Here’s a round up of some of the best comics we’ve seen online recently. If we missed something, let us know in the comments below.
Comics writer/editor Alex de Campi declared Aug. 28 to be “Nice Day Wanda,” a day when only good things happen to Marvel’s Scarlet Witch. If you’re familiar with the Scarlet Witch’s comic book history, you know that things don’t always go well for her — she’s accidentally destroying the Avengers one day, eliminating mutants the next, finding out her kids aren’t real, watching her husband lose his feelings … #NiceDayWanda was long overdue. To celebrate, de Campi worked with several artist on short comics where “nothing bad happens to the Scarlet Witch.”
The short four-panel comics are very cute, and feature Wanda doing things like yoga, helping kids retrieve lost balloons and, my favorite, playing Dungeons & Dragons with some of the Avengers (in a comic featuring art by Christopher Peterson and Dee Cunniffe). You can see all the comics on Twitter.
(Also, I’d love to see the end of the Avengers’ D&D session … does Black Widow actually free the cat? I need to know.)
Dan Piraro, creator of the brilliant one-panel gag strip Bizarro, has launched a webcomic called Peyote Cowboy. It’s about a desperate cowboy trying to protect his son, and in their search for food he accidentally eats some peyote. Then things get weird, as the son disappears and the cowboy seeks him out.
While Bizarro can be bizarre at times, it’s all contained in a quick, single panel. With this, Piraro is really letting his creativity fly — while at the same time grabbing your heart in what’s essentially the story of a father looking for his son.

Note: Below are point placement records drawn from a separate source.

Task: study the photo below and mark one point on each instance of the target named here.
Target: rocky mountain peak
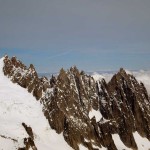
(72, 100)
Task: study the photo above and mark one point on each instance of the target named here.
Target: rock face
(69, 99)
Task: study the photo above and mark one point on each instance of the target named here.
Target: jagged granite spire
(68, 100)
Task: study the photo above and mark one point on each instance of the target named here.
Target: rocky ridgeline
(68, 99)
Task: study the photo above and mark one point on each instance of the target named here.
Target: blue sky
(93, 35)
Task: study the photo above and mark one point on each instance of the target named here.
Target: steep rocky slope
(88, 112)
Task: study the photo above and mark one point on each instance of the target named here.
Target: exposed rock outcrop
(68, 99)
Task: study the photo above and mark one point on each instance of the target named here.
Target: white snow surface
(96, 114)
(18, 106)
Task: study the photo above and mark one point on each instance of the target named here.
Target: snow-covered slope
(18, 106)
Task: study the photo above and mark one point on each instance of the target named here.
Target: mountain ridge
(69, 98)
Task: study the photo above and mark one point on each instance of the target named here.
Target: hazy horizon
(93, 35)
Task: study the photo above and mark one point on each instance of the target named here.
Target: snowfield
(18, 106)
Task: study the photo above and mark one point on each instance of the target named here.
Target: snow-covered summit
(18, 106)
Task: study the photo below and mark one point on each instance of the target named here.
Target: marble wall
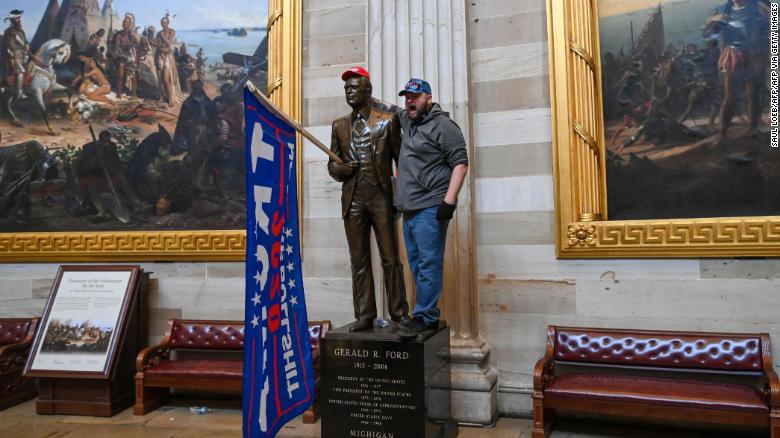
(522, 286)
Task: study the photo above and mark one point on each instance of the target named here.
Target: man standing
(15, 50)
(368, 140)
(431, 169)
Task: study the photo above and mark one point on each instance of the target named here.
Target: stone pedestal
(374, 384)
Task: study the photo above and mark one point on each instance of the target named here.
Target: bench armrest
(153, 355)
(772, 388)
(14, 355)
(772, 384)
(544, 370)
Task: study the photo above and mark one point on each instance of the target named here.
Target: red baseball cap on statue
(355, 71)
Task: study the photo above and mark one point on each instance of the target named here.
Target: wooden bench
(721, 378)
(158, 370)
(16, 336)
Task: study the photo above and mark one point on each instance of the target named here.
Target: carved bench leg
(544, 419)
(148, 399)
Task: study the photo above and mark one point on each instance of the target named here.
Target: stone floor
(177, 422)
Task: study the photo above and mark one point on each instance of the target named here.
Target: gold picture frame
(582, 226)
(284, 89)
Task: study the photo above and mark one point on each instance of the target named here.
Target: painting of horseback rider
(15, 51)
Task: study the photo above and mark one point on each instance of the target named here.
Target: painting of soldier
(125, 114)
(686, 109)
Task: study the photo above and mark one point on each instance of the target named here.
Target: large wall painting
(126, 115)
(661, 128)
(686, 109)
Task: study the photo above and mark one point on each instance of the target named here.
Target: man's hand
(345, 170)
(445, 211)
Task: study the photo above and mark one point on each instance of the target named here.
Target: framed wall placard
(84, 323)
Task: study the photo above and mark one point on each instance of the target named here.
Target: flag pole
(279, 113)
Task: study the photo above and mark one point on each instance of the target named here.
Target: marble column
(428, 39)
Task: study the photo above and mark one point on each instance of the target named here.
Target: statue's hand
(345, 170)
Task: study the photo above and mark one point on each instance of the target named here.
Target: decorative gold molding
(582, 235)
(123, 246)
(580, 171)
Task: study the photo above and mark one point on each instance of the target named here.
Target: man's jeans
(425, 236)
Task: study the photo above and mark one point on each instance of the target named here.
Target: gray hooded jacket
(430, 150)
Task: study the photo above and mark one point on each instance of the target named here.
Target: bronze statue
(368, 140)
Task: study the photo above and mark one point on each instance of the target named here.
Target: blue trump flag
(278, 374)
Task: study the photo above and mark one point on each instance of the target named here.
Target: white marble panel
(174, 293)
(492, 8)
(322, 194)
(329, 299)
(311, 5)
(514, 194)
(225, 270)
(512, 127)
(538, 262)
(31, 270)
(326, 263)
(334, 21)
(507, 62)
(324, 232)
(749, 299)
(15, 289)
(744, 269)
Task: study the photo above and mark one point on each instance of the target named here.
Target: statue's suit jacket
(386, 143)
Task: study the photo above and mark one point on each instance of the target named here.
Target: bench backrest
(207, 335)
(225, 335)
(711, 351)
(15, 330)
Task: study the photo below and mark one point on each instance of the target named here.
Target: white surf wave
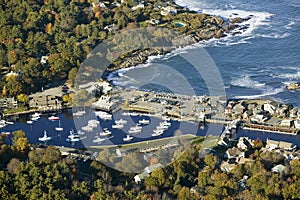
(269, 92)
(290, 76)
(247, 82)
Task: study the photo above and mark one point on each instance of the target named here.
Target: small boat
(117, 126)
(80, 132)
(36, 115)
(98, 139)
(72, 137)
(45, 137)
(35, 118)
(87, 128)
(144, 121)
(157, 132)
(53, 118)
(121, 121)
(106, 132)
(93, 121)
(5, 133)
(165, 123)
(92, 125)
(29, 122)
(134, 131)
(59, 128)
(127, 138)
(136, 127)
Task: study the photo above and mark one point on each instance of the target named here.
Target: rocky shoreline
(215, 27)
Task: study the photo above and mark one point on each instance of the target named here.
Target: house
(234, 153)
(297, 124)
(287, 146)
(278, 169)
(286, 123)
(244, 143)
(140, 5)
(227, 167)
(8, 103)
(44, 59)
(104, 103)
(111, 28)
(11, 73)
(271, 107)
(138, 178)
(273, 144)
(46, 102)
(168, 10)
(224, 142)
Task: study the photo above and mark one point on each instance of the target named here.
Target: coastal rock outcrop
(293, 86)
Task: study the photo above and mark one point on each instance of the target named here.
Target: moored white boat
(59, 128)
(121, 121)
(144, 121)
(134, 131)
(87, 128)
(106, 132)
(29, 122)
(157, 132)
(98, 139)
(72, 137)
(45, 137)
(53, 118)
(117, 126)
(127, 138)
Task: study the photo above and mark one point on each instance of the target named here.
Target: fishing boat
(87, 128)
(98, 139)
(29, 122)
(157, 132)
(59, 128)
(36, 115)
(53, 118)
(80, 132)
(136, 127)
(127, 138)
(106, 132)
(144, 121)
(93, 121)
(134, 131)
(72, 137)
(121, 121)
(45, 137)
(117, 126)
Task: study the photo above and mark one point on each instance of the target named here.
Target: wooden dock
(273, 129)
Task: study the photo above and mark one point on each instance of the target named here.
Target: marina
(149, 132)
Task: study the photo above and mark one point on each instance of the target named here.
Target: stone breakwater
(213, 27)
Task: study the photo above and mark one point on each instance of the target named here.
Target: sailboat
(45, 137)
(59, 128)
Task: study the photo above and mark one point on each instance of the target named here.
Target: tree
(12, 166)
(51, 155)
(72, 76)
(23, 98)
(210, 160)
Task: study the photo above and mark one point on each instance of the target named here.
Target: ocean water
(258, 62)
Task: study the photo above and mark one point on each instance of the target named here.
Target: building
(273, 144)
(168, 10)
(244, 143)
(104, 103)
(234, 153)
(46, 102)
(138, 178)
(278, 169)
(8, 103)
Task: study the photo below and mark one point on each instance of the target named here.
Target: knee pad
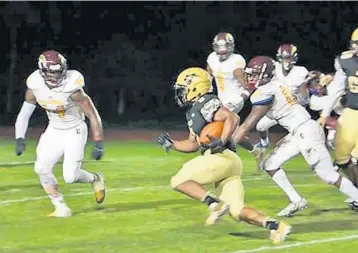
(325, 171)
(260, 127)
(175, 181)
(70, 178)
(43, 168)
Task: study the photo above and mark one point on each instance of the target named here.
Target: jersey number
(220, 79)
(60, 110)
(291, 100)
(353, 84)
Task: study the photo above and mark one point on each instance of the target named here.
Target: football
(213, 129)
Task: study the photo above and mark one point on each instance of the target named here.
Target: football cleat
(348, 200)
(99, 188)
(293, 208)
(216, 212)
(353, 206)
(61, 212)
(279, 235)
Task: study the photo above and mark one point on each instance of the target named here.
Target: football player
(274, 99)
(292, 75)
(318, 88)
(227, 68)
(345, 87)
(218, 164)
(60, 93)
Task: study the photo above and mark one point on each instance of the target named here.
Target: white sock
(331, 134)
(264, 142)
(348, 189)
(57, 200)
(50, 185)
(86, 177)
(280, 178)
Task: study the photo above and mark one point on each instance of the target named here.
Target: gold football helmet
(191, 84)
(354, 40)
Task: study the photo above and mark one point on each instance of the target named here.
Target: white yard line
(32, 162)
(130, 189)
(298, 244)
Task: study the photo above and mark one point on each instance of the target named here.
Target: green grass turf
(142, 214)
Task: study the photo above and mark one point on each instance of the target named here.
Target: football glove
(20, 146)
(165, 141)
(98, 149)
(215, 145)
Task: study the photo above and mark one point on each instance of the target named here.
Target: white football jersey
(285, 108)
(229, 89)
(294, 78)
(62, 112)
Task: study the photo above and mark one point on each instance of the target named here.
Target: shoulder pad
(347, 54)
(303, 70)
(211, 58)
(239, 61)
(34, 81)
(262, 96)
(75, 81)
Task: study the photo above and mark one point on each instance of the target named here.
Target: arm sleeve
(337, 88)
(210, 108)
(22, 120)
(260, 97)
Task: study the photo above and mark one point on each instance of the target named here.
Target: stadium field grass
(142, 214)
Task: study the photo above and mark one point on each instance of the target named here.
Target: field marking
(32, 162)
(129, 189)
(298, 244)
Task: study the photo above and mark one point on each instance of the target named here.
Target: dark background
(130, 52)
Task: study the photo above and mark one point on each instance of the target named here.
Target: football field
(142, 214)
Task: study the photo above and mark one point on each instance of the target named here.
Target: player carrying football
(273, 99)
(292, 75)
(227, 68)
(218, 164)
(345, 83)
(60, 93)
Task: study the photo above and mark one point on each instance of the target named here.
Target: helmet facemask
(223, 49)
(180, 95)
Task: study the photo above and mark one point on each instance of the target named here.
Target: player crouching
(60, 93)
(218, 164)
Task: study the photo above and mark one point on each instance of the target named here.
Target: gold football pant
(223, 169)
(347, 136)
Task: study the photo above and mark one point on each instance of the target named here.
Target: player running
(345, 83)
(274, 99)
(60, 93)
(218, 164)
(292, 75)
(227, 68)
(318, 90)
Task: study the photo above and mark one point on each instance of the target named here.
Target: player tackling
(218, 164)
(60, 93)
(273, 99)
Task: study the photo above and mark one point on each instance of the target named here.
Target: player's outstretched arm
(22, 121)
(189, 145)
(186, 146)
(231, 121)
(338, 87)
(88, 108)
(257, 112)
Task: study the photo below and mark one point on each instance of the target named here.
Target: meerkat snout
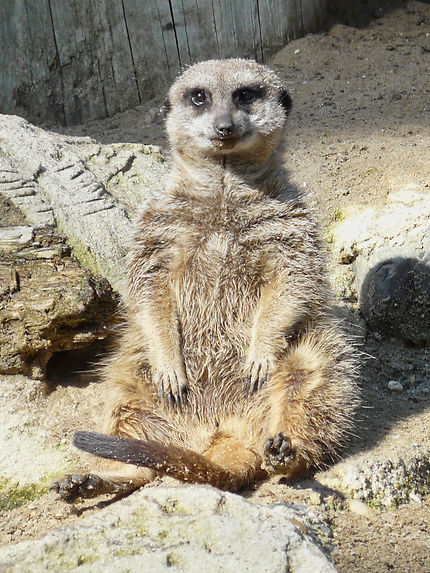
(224, 126)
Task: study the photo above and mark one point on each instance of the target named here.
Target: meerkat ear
(285, 100)
(166, 107)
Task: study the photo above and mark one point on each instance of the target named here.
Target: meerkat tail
(177, 462)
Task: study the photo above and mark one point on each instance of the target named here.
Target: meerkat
(231, 366)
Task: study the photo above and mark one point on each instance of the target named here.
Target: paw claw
(257, 373)
(279, 452)
(172, 387)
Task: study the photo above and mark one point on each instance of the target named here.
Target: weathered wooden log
(48, 302)
(42, 175)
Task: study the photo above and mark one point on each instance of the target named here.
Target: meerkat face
(224, 107)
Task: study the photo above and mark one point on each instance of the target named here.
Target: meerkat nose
(224, 126)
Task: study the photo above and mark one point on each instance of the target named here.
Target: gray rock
(384, 482)
(389, 248)
(394, 294)
(186, 529)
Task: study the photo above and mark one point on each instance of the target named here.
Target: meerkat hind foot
(74, 486)
(279, 454)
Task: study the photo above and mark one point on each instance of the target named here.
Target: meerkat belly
(217, 296)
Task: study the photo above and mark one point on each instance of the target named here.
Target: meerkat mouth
(225, 141)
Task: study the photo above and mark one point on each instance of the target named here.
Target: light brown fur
(230, 360)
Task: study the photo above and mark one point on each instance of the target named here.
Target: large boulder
(185, 529)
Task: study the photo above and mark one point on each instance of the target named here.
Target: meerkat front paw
(257, 372)
(279, 453)
(75, 486)
(172, 386)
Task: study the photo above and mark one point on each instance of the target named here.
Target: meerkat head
(231, 107)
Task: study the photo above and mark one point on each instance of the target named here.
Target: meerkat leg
(242, 463)
(311, 400)
(128, 420)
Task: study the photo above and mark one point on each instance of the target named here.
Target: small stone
(415, 497)
(395, 386)
(358, 507)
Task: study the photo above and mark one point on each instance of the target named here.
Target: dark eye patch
(248, 95)
(199, 98)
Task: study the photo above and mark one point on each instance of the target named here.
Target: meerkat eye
(247, 95)
(199, 97)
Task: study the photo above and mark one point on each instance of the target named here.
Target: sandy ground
(359, 129)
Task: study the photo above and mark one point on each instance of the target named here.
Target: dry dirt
(359, 129)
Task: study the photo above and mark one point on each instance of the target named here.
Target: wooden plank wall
(70, 61)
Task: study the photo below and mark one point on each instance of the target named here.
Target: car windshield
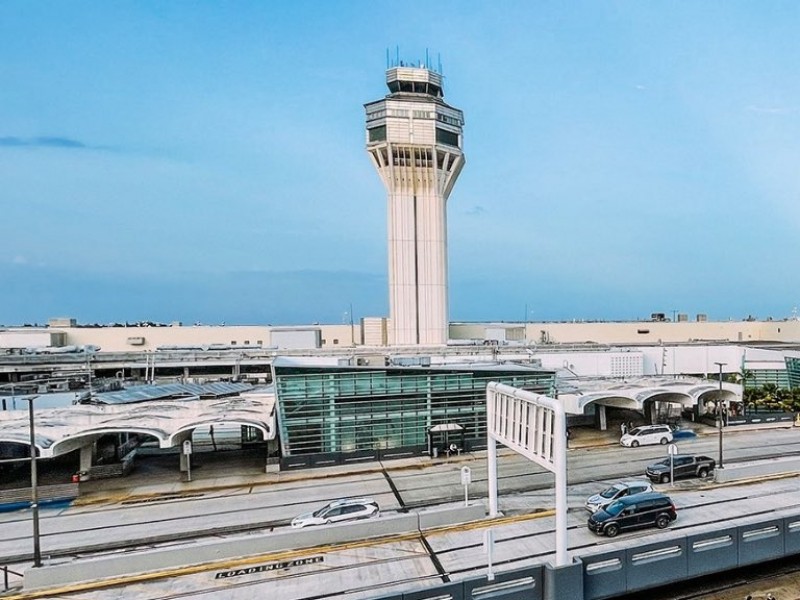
(318, 513)
(610, 492)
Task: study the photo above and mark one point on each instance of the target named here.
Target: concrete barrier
(438, 517)
(760, 468)
(164, 559)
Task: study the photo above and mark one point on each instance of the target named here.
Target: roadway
(366, 570)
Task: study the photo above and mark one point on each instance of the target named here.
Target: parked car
(338, 511)
(633, 512)
(647, 434)
(682, 434)
(615, 492)
(683, 465)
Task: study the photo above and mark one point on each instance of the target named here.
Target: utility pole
(720, 405)
(37, 553)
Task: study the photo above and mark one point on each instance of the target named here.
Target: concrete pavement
(158, 475)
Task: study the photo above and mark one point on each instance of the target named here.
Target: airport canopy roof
(169, 421)
(632, 393)
(145, 393)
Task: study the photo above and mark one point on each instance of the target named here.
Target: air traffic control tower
(415, 139)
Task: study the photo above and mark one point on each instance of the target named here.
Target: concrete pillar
(563, 582)
(601, 413)
(86, 457)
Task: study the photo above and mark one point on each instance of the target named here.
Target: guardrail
(623, 570)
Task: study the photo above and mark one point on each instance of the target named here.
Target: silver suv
(647, 434)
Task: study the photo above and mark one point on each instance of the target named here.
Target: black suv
(632, 512)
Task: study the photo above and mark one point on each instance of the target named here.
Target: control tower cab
(415, 142)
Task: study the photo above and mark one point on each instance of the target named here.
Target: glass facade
(353, 410)
(793, 371)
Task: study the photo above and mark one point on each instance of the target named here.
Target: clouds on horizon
(45, 142)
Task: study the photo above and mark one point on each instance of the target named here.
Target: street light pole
(719, 413)
(37, 553)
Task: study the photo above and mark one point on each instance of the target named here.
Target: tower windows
(377, 134)
(446, 137)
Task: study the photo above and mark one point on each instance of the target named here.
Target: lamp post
(37, 553)
(719, 413)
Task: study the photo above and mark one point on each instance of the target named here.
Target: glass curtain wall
(336, 410)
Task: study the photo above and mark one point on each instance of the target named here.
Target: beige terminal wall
(640, 332)
(125, 339)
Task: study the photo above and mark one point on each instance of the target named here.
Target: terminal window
(446, 137)
(377, 134)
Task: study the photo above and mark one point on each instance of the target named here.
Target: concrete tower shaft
(415, 142)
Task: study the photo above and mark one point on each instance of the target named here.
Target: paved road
(524, 487)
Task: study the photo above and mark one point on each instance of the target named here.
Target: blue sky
(205, 161)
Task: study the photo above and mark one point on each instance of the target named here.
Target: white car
(647, 434)
(615, 492)
(339, 511)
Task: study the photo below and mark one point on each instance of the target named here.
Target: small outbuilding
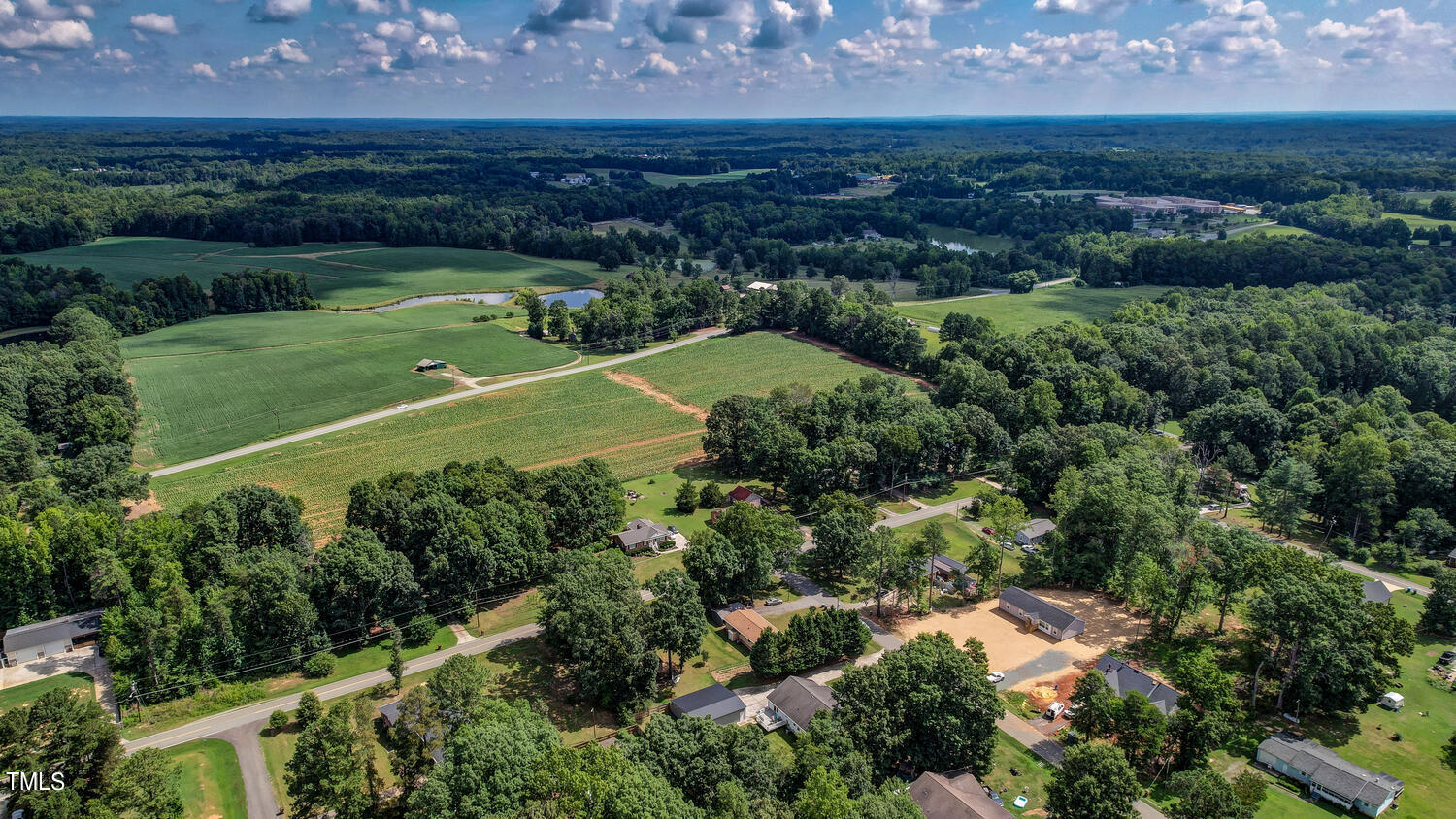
(713, 703)
(50, 638)
(1036, 531)
(1037, 612)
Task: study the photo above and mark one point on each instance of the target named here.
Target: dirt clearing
(649, 390)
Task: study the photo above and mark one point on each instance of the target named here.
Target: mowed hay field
(340, 276)
(227, 381)
(675, 180)
(1024, 311)
(558, 420)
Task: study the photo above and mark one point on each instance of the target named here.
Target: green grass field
(675, 180)
(25, 694)
(1021, 313)
(754, 364)
(556, 420)
(1273, 230)
(212, 780)
(969, 238)
(303, 369)
(351, 662)
(348, 276)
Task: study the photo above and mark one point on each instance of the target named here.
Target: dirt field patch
(649, 390)
(1036, 661)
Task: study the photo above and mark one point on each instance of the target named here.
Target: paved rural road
(215, 725)
(256, 787)
(414, 407)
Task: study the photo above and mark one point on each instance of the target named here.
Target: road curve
(414, 407)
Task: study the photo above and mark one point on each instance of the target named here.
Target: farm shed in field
(745, 626)
(958, 798)
(1124, 678)
(1042, 614)
(1328, 774)
(797, 700)
(51, 638)
(715, 703)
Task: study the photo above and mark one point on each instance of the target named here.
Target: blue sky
(719, 58)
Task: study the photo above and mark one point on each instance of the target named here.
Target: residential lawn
(782, 742)
(1368, 737)
(529, 670)
(210, 702)
(658, 499)
(675, 180)
(25, 694)
(1031, 778)
(1025, 311)
(699, 672)
(212, 780)
(279, 749)
(507, 614)
(955, 490)
(302, 370)
(958, 238)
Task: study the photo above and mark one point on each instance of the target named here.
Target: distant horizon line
(1305, 114)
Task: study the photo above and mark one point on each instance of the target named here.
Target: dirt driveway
(1036, 664)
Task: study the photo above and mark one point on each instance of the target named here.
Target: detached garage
(38, 640)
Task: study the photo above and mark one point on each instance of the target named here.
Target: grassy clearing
(1031, 778)
(1273, 230)
(351, 274)
(25, 694)
(279, 748)
(212, 702)
(969, 239)
(675, 180)
(192, 407)
(212, 780)
(1021, 313)
(750, 364)
(562, 419)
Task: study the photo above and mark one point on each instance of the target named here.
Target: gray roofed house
(640, 534)
(1036, 531)
(715, 703)
(1124, 678)
(943, 568)
(958, 798)
(1374, 591)
(1328, 774)
(797, 700)
(1044, 615)
(50, 638)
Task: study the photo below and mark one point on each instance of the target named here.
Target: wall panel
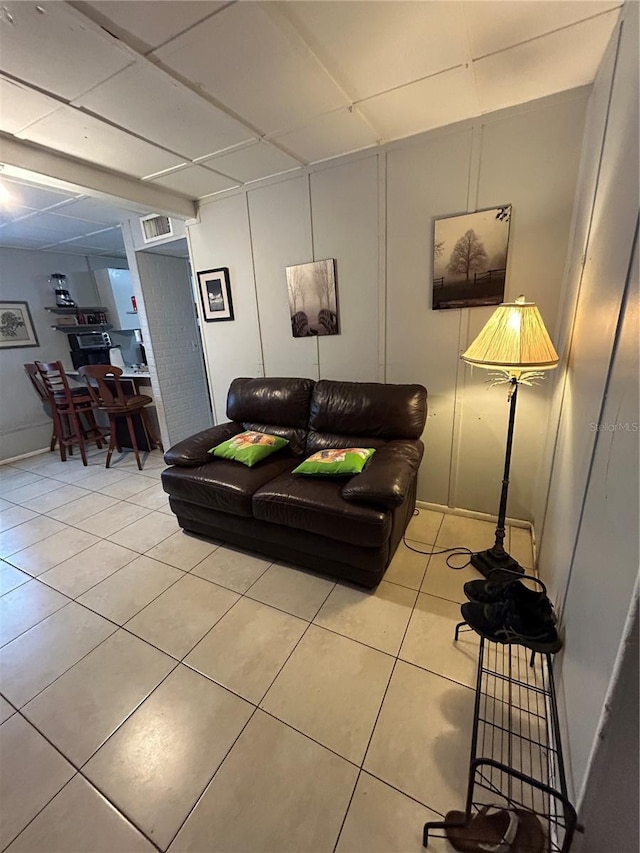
(222, 239)
(538, 179)
(374, 213)
(349, 193)
(281, 237)
(423, 181)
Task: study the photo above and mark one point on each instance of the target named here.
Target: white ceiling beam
(88, 178)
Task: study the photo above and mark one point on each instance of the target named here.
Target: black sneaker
(507, 622)
(492, 592)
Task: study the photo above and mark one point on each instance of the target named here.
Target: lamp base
(487, 562)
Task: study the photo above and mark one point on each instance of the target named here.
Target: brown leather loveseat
(345, 527)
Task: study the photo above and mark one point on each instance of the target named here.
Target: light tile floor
(161, 692)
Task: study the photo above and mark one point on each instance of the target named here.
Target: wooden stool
(67, 407)
(103, 382)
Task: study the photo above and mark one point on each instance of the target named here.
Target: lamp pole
(496, 557)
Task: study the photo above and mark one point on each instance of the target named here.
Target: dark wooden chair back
(103, 382)
(36, 380)
(55, 382)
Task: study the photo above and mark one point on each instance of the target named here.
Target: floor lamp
(515, 344)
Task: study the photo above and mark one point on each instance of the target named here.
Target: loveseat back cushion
(271, 401)
(368, 409)
(296, 437)
(317, 506)
(317, 441)
(224, 485)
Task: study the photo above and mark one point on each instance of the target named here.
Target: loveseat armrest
(388, 476)
(195, 450)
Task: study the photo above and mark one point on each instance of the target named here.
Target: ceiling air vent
(155, 226)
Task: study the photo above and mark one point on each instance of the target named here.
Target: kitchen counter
(127, 373)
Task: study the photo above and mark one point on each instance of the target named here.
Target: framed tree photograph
(313, 301)
(215, 292)
(470, 258)
(16, 326)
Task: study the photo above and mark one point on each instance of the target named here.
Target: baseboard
(471, 513)
(24, 456)
(483, 516)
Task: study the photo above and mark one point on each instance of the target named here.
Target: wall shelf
(74, 309)
(84, 327)
(516, 755)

While the comic is free to read online, Piraro has set up a Patreon site where you can donate to support its creation.
We’ve spotlighted a lot of COVID-19 related comics over the last few months, but this recent one from the Los Angeles Times is a bit different — in it, cartoonist Kevin C. Pyle compares our current times to Albert Camus’ 1947 novel The Plague.
I thought I’d end this edition by spotlighting some webcomics that took home awards this weekend. First up is Witchy by Ariel Ries, which won the Ignatz Award yesterday for “Outstanding Online Comic.” Here’s a description:
Witchy is an ongoing webcomic about the young witch Nyneve, who is haunted by the death of her father and the threat the Witch Guard poses to her own life. When conscription rolls around, Nyneve has a choice to make; join the institution complicit in her father’s death, or stand up for her ideals?
The first volume of Witchy is also available in print.
And during the Reuben Awards presentation yesterday, Alec Longstreth’s Isle of Elsi won the award for “Online Comics – Long Form” in the NCS divisional awards. It’s a free, all-ages fantasy webcomic featuring magic, shady bad guys and talking dragons. You can find out more about Longstreth and order some of his comics on his website.